Disinggung soal siapa saja yang mengisi posisi ketiga JAM, Burhanuddin masih enggan mengungkapkannya. “Nanti saja hari Senin. Setelah dilantik kan tahu nanti siapa pejabatnya,” pungkas Burhanuddin.

Sementara, Koordinator Masyarakat Anti Koprasi Indonesia (MAKI), Boyamin Saiman mengapresiasi telah diisinya tiga posisi JAM yang sudah lama kosong. “Baguslah, kita apresiasi. Supaya kerja kejaksaan lebih cepat,” kata Boyamin saat dihubungi FIN di Jakarta, Jumat (15/11).

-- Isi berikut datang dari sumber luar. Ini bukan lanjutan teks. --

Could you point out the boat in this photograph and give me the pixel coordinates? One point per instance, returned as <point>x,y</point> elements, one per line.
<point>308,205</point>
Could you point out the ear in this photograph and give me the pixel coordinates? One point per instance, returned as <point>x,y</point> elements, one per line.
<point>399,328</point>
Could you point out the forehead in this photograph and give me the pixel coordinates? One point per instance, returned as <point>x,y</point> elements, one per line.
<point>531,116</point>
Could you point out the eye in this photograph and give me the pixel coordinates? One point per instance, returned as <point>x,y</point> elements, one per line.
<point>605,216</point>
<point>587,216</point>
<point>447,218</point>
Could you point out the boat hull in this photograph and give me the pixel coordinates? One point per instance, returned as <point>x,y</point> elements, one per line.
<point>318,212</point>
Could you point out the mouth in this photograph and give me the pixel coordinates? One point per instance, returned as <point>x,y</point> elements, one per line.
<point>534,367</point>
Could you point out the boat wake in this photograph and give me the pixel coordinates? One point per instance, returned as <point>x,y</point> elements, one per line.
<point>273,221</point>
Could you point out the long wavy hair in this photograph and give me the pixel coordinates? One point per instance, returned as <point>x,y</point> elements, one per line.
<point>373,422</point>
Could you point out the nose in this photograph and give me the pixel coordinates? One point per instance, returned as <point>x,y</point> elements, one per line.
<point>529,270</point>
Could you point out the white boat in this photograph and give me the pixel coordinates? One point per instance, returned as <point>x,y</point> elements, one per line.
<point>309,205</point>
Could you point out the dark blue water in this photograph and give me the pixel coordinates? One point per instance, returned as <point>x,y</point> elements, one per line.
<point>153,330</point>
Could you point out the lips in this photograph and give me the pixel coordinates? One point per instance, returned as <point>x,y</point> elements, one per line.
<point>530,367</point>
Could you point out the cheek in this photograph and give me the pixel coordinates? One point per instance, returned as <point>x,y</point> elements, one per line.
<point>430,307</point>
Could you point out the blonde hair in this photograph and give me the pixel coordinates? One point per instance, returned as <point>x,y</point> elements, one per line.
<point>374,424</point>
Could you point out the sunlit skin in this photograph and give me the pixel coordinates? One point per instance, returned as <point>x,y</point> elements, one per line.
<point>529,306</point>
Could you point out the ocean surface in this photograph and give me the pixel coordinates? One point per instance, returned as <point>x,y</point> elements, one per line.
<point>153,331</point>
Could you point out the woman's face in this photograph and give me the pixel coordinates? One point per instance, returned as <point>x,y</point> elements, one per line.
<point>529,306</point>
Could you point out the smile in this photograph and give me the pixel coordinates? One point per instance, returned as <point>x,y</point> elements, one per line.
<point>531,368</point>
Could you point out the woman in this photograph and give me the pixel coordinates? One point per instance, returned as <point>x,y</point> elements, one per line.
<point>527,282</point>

Dia meminta pejabat JAM yang baru untuk bisa bekerja cepat sesuai dengan tugas pokok dan fungsinya. Tujuannya agar tidak terjadi penghambatan kinerja. “Langsung kerja , jangan banyak seremoni,” tutupnya.

Informasi yang beredar di awak media ada enam nama yang tertera dalam Keppres soal pengisian jabatan eselon 1 di Kejaksaan Agung. Yakni posisi JAM Pidum dijabat oleh Ali Mukartono yang kini menjabat Plt dan Ses JAM Pidum. Sosok Ali ini sempat terkenal setelah menjadi jaksa penuntut umum (JPU) dalam kasus penistaan agama dengan terdakwa Basuki Tjahaja Purnama alias Ahok. Kemudian JAM Datun diisi oleh Fery Wibisono yang saat ini staf ahli Jaksa Agung. Sementara JAM Bin ditempati Bambang Rukmono yang saat ini menjabat Ses JAM Pidsus.

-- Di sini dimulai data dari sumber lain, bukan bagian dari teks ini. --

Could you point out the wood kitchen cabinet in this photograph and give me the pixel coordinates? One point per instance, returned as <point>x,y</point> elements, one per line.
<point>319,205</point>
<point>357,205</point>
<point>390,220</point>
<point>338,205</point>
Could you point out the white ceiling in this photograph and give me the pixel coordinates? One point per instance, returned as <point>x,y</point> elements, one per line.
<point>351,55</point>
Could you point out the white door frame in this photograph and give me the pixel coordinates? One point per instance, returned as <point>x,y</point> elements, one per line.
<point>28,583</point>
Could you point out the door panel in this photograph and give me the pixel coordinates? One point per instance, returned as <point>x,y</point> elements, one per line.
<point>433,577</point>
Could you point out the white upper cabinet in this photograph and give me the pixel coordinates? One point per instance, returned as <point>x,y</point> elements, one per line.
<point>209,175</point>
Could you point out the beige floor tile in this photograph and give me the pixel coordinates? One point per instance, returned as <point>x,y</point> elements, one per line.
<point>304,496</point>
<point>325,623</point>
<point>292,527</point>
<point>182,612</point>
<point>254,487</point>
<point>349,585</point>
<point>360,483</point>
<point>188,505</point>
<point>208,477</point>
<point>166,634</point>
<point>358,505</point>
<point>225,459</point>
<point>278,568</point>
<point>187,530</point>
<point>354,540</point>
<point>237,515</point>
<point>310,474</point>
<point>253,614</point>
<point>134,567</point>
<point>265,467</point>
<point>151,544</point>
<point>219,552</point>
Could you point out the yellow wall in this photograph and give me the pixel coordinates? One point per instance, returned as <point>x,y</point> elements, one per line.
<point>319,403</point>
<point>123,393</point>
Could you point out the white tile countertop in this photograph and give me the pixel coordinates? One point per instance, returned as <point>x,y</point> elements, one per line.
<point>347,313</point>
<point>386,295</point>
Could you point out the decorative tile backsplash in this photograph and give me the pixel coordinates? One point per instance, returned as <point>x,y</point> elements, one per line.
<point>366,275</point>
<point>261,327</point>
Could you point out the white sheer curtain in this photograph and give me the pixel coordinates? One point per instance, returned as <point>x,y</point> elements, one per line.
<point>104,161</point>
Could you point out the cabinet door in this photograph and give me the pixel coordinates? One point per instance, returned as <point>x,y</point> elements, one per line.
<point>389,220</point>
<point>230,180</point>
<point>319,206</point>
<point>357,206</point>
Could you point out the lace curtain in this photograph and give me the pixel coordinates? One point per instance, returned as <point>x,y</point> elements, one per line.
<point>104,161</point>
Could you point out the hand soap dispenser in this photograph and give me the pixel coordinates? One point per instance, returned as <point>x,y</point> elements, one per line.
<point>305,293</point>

Sementara untuk posisi staf ahli, ada tiga orang. Yakni Tony Spontana yang kini menjabat Ses JAM Was ditunjuk menjadi Sfat Ahli Jaksa Agung Bidang Perdata dan Tata Usaha Negara. Kemudian, Sugeng Purnomo kini Kejati Sumatera Selatan menjadi Staf Ahli Jaksa Agung Bidang Pidana Umum. Terakhir, Hidayatullah Inspektur di JAM Was menjadi Staf Ahli Jaksa Agung Bidang Pengawasan.

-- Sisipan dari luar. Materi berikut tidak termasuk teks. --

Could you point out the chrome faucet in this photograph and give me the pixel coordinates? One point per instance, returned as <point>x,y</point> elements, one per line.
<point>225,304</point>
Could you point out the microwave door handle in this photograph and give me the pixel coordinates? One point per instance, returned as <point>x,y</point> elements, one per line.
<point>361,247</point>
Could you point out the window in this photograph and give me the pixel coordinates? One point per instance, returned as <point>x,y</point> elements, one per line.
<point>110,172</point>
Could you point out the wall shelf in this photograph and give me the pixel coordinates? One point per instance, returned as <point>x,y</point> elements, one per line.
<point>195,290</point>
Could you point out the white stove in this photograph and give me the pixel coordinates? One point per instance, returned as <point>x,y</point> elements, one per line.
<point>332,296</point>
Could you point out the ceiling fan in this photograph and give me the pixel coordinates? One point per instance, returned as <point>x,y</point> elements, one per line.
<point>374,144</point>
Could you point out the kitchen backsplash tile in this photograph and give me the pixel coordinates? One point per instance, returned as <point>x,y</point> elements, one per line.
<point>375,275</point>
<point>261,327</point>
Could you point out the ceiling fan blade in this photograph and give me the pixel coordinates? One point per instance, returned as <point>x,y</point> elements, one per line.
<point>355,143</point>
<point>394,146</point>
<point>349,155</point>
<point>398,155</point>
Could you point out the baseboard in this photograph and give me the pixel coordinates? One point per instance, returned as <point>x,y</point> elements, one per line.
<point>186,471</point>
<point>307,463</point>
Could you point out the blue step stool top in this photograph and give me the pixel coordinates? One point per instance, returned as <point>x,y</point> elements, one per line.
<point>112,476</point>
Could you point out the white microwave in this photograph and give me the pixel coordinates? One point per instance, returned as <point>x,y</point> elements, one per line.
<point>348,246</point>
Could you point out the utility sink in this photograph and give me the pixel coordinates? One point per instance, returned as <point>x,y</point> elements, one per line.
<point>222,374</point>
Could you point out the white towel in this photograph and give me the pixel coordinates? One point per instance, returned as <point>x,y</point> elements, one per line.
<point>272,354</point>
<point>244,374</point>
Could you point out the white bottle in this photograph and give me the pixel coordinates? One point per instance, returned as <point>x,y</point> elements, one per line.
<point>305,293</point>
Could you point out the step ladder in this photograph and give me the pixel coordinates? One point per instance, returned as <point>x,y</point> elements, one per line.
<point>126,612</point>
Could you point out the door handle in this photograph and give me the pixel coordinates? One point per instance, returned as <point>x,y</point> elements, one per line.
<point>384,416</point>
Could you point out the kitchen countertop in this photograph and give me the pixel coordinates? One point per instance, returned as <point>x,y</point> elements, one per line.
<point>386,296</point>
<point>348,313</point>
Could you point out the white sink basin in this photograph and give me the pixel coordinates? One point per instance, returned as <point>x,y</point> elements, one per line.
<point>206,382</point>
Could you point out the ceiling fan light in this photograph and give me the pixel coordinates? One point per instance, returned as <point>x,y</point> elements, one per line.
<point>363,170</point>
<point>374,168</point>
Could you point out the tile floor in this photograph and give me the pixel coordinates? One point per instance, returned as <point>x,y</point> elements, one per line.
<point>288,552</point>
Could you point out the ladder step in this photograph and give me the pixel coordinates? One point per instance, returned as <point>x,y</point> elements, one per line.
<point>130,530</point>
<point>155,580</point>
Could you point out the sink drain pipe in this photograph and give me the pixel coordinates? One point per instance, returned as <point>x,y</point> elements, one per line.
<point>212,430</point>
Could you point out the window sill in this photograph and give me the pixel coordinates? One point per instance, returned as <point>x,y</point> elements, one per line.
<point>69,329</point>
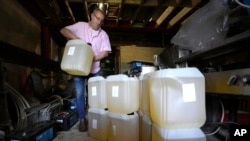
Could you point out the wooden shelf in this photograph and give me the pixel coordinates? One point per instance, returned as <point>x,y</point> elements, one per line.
<point>235,48</point>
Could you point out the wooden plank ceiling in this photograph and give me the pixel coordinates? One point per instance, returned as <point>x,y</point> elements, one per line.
<point>138,22</point>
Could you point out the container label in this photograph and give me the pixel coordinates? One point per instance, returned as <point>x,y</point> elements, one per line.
<point>71,50</point>
<point>94,92</point>
<point>188,91</point>
<point>94,124</point>
<point>115,91</point>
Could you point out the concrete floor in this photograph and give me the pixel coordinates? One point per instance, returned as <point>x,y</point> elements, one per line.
<point>73,135</point>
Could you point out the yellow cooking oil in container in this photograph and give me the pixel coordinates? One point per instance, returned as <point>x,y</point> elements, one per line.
<point>77,58</point>
<point>97,96</point>
<point>177,98</point>
<point>122,93</point>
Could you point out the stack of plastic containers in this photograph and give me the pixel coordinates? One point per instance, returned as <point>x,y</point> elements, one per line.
<point>97,113</point>
<point>77,58</point>
<point>123,104</point>
<point>177,104</point>
<point>145,122</point>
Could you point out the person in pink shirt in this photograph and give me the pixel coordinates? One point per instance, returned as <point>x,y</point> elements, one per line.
<point>92,33</point>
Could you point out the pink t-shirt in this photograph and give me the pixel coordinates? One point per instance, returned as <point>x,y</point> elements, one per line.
<point>99,40</point>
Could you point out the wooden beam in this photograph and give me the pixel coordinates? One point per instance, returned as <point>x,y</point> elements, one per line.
<point>164,15</point>
<point>181,14</point>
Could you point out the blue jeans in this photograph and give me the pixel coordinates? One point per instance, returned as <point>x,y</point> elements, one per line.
<point>79,82</point>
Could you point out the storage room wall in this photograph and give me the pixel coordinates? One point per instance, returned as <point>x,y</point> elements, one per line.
<point>20,29</point>
<point>136,53</point>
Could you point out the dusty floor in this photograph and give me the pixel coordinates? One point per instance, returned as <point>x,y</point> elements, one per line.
<point>73,135</point>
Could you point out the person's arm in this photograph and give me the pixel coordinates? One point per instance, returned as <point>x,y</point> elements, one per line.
<point>68,34</point>
<point>101,55</point>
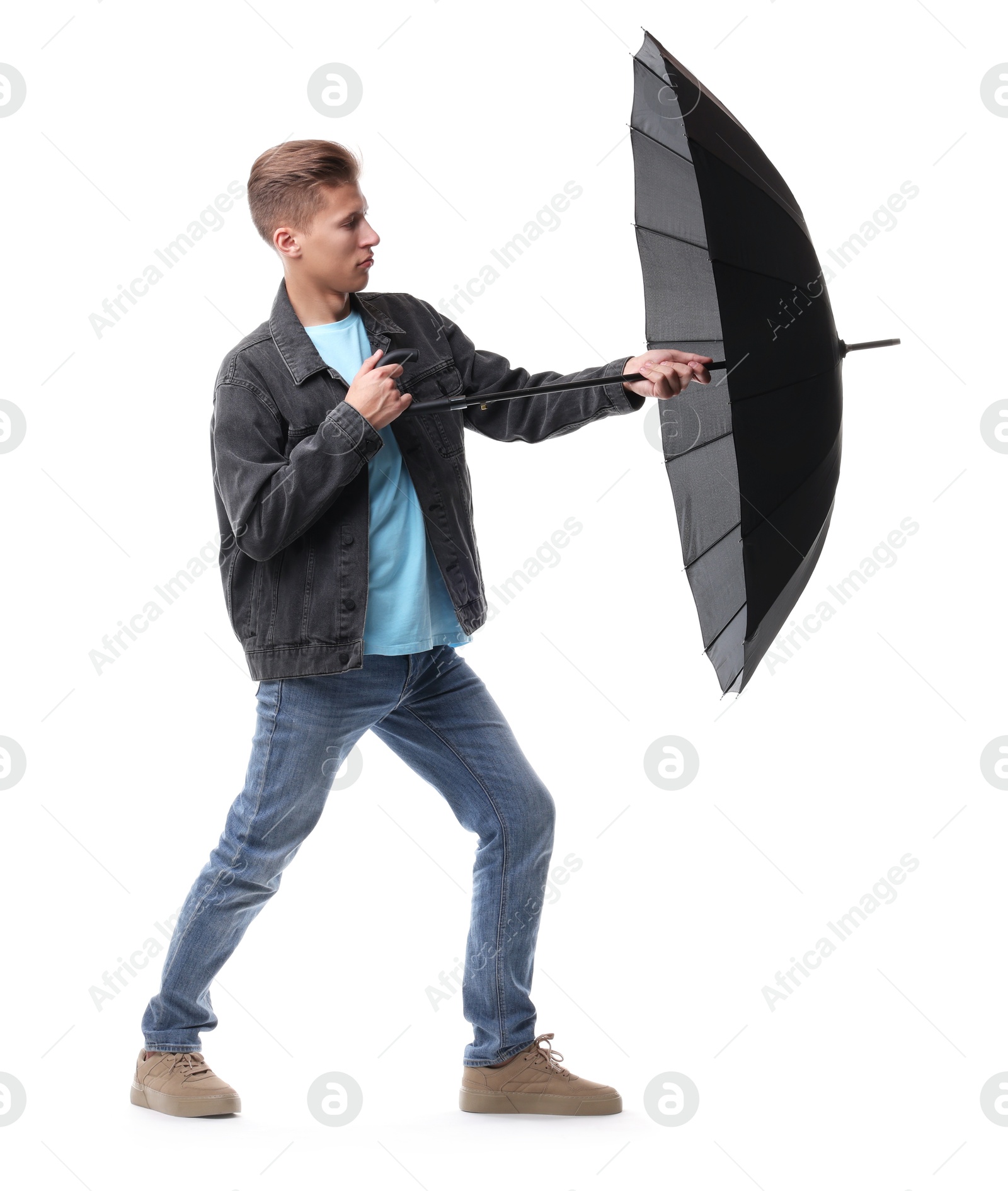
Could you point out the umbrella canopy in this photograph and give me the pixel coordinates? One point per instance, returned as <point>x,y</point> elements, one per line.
<point>730,271</point>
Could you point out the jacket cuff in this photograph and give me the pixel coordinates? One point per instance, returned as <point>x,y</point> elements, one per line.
<point>621,399</point>
<point>357,429</point>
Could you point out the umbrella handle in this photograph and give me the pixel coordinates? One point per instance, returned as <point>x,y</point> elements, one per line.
<point>452,404</point>
<point>859,347</point>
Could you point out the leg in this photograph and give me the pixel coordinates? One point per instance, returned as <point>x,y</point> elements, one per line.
<point>306,729</point>
<point>450,732</point>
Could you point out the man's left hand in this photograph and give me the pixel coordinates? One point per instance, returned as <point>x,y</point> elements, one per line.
<point>668,372</point>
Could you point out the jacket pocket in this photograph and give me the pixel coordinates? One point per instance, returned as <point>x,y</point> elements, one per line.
<point>445,430</point>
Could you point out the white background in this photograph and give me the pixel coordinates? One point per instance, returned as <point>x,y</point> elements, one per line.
<point>858,749</point>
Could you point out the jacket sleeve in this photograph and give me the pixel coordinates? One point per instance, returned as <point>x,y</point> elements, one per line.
<point>537,418</point>
<point>272,498</point>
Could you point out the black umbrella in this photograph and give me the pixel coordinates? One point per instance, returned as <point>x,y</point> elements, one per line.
<point>730,272</point>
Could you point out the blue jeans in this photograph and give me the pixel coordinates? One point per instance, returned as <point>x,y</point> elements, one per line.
<point>434,711</point>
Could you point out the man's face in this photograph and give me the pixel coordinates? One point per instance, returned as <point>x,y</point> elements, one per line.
<point>336,251</point>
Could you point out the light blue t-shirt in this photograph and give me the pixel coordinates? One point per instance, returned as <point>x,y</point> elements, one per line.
<point>408,605</point>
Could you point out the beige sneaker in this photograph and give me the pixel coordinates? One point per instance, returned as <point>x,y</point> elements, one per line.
<point>534,1081</point>
<point>181,1085</point>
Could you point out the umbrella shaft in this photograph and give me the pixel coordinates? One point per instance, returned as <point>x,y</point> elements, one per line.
<point>484,399</point>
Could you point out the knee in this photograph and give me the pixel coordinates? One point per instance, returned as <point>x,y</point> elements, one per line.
<point>537,819</point>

Sebelumnya, Sekretaris Kabinet (Seskab) Pramono Anung mengungkapkan Presiden Joko Widodo telah memutuskan nama-nama yang akan menjabat jaksa agung muda (JAM). Ada 24 jabatan yang telah diputuskan dan disetujui. Di antara 24 jabatan itu, ada 6 jabatan sangat strategis bagi DPR RI. Selain itu, ada juga untuk posisi JAM Pidum, JAM Datun dan JAM Bin.